A MALDITA

Miguel Carqueija


    Lá vinha ela. A maldita me avistara e vinha ao meu encalço. Fui obrigado a correr como nunca havia corrido antes, em toda a minha vida. Oh, a maldita, que já havia ceifado tantos amigos! Agora chegara a minha vez — assim parecia. Era muito difícil escapar da maldita.
    Mas eu tinha que tentar. Corri por becos e ruelas estreitas, derrubando latas de lixo na desabalada carreira — sabia que poderia assim dificultar-lhe um pouco a perseguição. Tudo, porém, parecia inútil. Ela se aproximava cada vez mais — e meus pulmões pareciam querer rebentar, tal o esforço que eu fazia. Só o medo me impelia ainda para a frente.

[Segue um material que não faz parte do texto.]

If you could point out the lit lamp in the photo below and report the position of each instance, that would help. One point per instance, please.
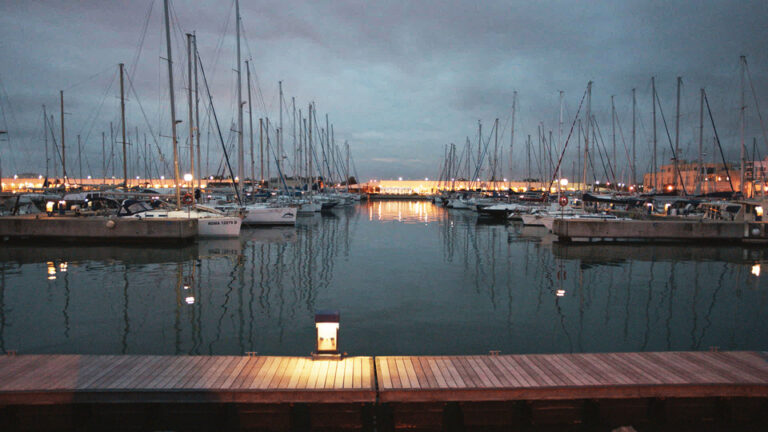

    Agora eu subia a Ladeira Angulosa, tão íngreme que nela não costumava me aventurar. Essa ladeira dava acesso a uma favela e de seu topo passava-se para uma descida abrupta em curva. Ao chegar lá estava esgotadíssimo e com a maldita nos meus calcanhares.
    Então deu-se o milagre. A maldita derrapou numa mancha de óleo, rangeu e desequilibrou-se. Logo, com terrível ruído, despencou-se na outra descida, ricocheteando no chão e tornando a saltar, quebrando-se toda, espalhando vidro e os gritos de dor e susto dos homens em seu interior. Fiquei olhando fascinado de horror a ruína da carrocinha de cães que descia fragorosamente, arrebentando-se toda, até chocar com um poste, que levou abaixo. Depois tratei de fugir.
       E agora eu sou considerado um herói entre a cachorrada local. Eu, que me arrepiava de medo da maldita, consegui derrotá-la. Ainda não foi substituída, pois segundo comentários que alguns de nós ouviram de seus humanos, a Prefeitura está sem verba — seja lá o que for isso — para comprar outra. Deus queira que essa verba nunca chegue.